I nodded and sat down on the edge of the bed. We were staying at one of the homes he owned here. It was beautiful—three-story victorian styled estate. The inside resembled much of a castle and had a royal feel to it. It was different but nonetheless interesting to look at. We slept in different rooms, each on different ends of the house. I was content with that, him not so much but what choice did he have?

I laid back on the bed running my hands along the knitted comforter. I'd give anything to lay in this bed all day. My mind wasn't clear, and my body was rejecting every hand that wasn't my husbands. I was pathetic and disappointed in myself.

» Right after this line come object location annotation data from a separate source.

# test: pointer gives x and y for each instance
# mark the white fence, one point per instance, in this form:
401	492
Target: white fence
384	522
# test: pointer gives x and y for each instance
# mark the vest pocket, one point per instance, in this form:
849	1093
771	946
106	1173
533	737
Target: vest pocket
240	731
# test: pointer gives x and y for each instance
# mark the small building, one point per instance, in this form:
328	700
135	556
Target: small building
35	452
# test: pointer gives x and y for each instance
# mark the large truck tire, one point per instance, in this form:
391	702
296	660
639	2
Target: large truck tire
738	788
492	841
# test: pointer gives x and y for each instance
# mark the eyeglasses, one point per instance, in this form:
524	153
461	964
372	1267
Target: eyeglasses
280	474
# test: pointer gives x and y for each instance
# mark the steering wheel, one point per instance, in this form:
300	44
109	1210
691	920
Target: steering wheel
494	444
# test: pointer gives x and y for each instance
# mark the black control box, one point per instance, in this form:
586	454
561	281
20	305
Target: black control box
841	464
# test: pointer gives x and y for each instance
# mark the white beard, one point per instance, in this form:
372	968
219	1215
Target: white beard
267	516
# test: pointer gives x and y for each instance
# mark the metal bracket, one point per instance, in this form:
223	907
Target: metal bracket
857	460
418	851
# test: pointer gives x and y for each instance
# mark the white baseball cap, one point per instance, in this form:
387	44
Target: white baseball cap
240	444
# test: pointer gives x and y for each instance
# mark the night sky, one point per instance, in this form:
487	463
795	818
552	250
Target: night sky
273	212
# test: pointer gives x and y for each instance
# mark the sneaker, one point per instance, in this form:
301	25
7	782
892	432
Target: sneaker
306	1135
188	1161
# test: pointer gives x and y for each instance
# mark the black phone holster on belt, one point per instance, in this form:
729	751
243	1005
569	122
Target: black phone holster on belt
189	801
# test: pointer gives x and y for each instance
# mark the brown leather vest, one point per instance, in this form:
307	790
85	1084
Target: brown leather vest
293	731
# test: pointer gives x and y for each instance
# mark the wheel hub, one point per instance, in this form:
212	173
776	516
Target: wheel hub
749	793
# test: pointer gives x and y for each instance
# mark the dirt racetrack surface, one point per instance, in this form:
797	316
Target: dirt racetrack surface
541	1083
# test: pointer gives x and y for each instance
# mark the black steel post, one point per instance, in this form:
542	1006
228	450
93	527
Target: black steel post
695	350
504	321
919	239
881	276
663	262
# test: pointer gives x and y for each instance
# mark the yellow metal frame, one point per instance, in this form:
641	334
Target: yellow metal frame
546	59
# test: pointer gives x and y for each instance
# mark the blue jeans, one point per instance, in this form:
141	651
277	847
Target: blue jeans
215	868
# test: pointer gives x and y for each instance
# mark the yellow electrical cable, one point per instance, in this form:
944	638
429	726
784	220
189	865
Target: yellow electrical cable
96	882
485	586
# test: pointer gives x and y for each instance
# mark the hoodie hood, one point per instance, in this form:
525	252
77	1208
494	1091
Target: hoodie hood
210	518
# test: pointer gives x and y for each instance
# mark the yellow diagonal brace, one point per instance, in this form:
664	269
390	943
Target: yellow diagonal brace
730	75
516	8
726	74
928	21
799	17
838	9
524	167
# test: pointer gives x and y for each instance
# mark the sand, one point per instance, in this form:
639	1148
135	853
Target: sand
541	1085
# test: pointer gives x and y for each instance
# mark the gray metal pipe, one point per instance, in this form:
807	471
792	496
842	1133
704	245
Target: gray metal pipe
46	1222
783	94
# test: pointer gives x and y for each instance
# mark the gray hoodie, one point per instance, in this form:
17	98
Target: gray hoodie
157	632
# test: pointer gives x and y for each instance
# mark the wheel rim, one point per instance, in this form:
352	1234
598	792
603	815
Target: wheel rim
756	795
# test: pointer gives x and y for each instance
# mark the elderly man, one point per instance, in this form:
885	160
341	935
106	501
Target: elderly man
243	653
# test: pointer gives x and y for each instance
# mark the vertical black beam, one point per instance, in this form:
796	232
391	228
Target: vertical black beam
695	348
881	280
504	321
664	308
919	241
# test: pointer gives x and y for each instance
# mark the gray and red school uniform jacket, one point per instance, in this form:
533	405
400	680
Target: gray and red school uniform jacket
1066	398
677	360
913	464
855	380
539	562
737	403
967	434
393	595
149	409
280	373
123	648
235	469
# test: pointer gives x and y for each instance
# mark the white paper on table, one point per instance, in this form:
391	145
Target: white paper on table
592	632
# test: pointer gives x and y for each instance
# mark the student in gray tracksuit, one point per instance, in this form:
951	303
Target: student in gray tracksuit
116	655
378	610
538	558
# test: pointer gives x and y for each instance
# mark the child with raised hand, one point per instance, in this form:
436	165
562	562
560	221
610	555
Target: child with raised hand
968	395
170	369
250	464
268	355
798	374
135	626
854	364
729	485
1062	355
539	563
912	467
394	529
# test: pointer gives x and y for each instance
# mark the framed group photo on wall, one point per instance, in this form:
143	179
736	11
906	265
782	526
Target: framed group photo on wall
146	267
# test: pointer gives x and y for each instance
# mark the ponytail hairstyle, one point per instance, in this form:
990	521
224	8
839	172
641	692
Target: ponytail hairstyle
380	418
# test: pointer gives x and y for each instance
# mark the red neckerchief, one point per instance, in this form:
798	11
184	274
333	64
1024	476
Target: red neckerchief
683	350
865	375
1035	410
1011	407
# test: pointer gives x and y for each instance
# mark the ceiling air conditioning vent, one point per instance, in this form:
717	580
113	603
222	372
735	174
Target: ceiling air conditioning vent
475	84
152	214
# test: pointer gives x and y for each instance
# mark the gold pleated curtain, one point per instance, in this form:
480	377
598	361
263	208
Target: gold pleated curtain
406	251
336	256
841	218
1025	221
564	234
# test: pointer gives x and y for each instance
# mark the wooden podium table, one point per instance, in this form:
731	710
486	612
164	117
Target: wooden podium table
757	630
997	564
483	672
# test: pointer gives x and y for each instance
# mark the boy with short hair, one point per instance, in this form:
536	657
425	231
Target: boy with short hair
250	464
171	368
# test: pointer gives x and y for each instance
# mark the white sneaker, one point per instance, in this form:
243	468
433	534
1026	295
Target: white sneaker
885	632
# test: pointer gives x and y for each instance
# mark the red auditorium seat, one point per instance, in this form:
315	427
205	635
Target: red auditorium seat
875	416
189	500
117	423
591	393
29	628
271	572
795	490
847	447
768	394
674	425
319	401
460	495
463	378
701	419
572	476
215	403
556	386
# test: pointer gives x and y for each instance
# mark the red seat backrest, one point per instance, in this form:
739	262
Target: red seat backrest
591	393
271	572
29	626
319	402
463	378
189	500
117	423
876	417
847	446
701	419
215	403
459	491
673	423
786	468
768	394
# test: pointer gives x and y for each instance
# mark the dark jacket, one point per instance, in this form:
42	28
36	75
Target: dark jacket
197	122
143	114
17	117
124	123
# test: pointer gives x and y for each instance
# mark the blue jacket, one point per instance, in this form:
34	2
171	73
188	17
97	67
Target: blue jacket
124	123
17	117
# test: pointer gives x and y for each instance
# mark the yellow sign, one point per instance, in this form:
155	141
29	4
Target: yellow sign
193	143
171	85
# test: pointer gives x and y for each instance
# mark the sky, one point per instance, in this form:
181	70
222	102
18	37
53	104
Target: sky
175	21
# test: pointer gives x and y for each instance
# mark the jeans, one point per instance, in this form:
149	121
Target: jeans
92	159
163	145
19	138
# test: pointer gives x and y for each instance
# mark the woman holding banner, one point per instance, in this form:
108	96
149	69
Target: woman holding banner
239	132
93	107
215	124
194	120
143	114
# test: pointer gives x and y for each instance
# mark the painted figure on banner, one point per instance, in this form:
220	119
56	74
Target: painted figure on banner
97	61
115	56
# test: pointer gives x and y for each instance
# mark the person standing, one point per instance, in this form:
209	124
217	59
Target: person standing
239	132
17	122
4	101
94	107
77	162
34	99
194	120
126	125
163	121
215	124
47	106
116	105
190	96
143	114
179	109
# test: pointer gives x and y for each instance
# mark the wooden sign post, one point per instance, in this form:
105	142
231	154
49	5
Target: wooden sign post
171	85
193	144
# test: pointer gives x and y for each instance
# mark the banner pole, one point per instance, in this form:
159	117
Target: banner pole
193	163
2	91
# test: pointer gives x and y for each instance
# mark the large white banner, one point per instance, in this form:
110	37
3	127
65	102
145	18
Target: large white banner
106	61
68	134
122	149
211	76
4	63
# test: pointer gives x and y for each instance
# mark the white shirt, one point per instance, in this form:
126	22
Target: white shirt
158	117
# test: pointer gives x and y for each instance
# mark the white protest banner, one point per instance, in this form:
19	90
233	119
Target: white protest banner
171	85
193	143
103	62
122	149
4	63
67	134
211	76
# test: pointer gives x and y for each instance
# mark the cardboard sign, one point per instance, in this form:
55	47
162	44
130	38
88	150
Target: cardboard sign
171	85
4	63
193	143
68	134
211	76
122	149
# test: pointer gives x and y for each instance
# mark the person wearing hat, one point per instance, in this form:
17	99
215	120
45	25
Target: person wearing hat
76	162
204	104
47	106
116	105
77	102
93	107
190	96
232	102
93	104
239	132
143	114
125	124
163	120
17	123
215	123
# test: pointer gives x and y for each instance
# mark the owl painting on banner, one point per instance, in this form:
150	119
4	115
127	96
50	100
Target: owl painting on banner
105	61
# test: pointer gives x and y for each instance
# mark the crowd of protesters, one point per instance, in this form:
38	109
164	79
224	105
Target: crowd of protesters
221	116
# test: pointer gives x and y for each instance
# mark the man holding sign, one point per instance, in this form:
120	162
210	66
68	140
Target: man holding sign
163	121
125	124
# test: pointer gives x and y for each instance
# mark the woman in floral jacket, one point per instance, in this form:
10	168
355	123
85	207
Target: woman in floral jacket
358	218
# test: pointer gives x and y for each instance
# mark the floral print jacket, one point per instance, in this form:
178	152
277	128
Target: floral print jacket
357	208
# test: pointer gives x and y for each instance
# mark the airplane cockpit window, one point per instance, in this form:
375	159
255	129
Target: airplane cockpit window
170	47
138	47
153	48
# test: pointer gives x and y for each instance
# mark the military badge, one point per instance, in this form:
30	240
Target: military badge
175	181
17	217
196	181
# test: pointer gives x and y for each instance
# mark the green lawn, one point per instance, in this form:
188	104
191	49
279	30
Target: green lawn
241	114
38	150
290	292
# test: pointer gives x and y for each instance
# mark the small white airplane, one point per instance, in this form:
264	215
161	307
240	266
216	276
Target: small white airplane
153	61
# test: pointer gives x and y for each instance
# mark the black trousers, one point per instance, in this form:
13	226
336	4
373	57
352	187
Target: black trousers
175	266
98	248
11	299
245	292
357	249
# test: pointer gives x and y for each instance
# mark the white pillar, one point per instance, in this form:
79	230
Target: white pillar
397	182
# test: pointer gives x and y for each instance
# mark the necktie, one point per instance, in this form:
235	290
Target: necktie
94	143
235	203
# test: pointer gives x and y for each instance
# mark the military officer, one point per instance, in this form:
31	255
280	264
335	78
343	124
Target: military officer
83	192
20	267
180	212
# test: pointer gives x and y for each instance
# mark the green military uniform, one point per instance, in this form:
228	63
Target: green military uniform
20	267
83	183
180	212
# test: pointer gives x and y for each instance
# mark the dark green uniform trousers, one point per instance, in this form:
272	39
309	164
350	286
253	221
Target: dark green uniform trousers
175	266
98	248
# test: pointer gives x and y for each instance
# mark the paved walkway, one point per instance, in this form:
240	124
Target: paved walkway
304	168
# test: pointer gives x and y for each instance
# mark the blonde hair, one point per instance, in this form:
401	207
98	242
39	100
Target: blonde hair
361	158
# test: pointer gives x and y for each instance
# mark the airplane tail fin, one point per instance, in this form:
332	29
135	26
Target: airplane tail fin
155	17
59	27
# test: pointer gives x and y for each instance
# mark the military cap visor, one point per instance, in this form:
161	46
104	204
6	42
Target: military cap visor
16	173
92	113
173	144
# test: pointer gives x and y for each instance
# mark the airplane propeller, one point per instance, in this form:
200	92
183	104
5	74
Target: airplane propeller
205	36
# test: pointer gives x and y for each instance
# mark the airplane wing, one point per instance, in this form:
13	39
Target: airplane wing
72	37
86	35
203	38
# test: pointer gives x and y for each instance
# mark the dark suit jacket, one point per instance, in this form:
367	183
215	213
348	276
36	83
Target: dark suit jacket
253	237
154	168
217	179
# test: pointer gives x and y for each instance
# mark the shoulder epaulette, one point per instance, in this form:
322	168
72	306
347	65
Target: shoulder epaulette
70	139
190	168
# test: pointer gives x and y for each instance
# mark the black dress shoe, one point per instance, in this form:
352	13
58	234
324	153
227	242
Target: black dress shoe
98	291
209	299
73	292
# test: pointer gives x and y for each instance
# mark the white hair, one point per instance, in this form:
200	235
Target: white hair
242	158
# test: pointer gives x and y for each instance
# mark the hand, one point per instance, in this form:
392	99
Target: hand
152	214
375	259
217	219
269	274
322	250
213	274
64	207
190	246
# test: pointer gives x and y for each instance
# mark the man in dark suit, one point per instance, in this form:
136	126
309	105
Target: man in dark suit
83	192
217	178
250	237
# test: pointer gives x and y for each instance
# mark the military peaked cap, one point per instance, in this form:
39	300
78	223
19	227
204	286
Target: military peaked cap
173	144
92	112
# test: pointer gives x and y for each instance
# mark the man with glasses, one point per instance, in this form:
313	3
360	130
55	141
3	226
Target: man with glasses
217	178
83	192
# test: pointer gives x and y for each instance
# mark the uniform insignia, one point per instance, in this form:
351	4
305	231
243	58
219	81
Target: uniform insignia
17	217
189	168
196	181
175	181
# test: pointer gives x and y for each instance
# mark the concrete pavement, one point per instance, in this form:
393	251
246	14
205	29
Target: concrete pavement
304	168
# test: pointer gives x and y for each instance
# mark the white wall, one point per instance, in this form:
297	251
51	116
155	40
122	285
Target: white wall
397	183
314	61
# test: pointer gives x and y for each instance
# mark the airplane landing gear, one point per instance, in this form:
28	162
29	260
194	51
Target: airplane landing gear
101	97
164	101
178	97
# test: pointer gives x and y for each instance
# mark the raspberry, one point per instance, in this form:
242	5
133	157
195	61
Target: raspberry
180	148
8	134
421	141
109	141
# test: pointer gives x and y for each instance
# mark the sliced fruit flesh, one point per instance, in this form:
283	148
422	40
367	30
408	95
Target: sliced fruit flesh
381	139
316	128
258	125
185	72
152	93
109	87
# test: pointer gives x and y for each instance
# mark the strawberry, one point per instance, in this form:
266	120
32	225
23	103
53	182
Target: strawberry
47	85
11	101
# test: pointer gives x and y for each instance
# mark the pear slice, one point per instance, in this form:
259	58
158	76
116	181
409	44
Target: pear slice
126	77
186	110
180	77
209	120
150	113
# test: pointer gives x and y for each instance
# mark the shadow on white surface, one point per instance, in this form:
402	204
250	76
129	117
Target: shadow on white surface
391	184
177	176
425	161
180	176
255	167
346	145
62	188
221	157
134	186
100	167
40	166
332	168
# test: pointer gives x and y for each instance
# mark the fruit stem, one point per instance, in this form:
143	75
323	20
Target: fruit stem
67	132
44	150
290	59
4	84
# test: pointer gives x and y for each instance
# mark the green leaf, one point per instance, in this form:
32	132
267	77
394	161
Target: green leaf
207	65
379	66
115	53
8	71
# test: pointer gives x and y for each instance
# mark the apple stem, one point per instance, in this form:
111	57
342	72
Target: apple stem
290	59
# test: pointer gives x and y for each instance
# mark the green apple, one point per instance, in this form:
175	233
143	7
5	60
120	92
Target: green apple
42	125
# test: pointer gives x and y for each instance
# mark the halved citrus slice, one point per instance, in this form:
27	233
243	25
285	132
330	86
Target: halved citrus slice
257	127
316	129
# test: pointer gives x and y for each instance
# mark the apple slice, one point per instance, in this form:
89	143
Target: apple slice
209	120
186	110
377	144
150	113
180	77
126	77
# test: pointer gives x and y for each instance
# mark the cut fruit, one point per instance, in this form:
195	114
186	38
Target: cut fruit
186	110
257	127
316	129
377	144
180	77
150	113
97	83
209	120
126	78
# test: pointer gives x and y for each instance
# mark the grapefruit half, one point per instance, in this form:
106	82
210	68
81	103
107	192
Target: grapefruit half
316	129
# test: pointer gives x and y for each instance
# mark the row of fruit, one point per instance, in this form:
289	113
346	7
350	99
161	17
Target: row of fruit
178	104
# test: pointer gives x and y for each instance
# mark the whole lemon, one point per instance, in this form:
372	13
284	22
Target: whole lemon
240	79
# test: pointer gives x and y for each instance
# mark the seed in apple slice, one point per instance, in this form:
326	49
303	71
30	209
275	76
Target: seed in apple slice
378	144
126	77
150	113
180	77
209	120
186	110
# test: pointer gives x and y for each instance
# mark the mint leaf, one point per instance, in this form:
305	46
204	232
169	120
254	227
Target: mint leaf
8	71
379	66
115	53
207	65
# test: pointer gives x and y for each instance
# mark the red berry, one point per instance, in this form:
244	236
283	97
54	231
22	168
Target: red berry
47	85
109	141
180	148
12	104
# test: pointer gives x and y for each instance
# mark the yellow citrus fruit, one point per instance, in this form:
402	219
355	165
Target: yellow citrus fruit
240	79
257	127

I've allowed him to do so much wrong and turned the other cheek because I've found that forgiving him was easier than leaving him. As bad as it sounds, relaxing was less complex when he was near.

I felt safe with him. He knew me better than anyone—inside and out. I wasn't ready to give that up. Maybe I was holding on to hope or maybe I was afraid of change. Being with him sucked now but at one point, being with him had me ready to risk it all and in a way I still did. He is the only man I've ever loved and trusting someone new didn't quite sit well.

I sat up and grabbed a tissue from the dresser and dabbed my cheeks dry. I hadn't meant to start crying but lately it's been something I couldn't control. I needed to get up and keep busy. If I didn't, I'd ruin this trip for everyone.

I grabbed my bag and pulled out one of my birthday gifts from Aubrey—a single studded Cartier bracelet. I decided to wear it. It was the perfect size and a perfect fit for the dress. The chain was thin so I was super careful while putting it on.

I ran my fingers across the necklace that draped around my neck. It was also a gift but one from Bleu and his kids. They remembered my love for Disney and added a Mickey Mouse charm to it. It didn't match with anything I had on but I refused to take it off. Whenever I needed a little boost, this is what gave it to me. I missed those babies. With everything going on, I hadn't had much time to spend with them. I'd gotten a few updates from their mother but that was it. I smiled to myself making sure to remember to call them when I got back to the states.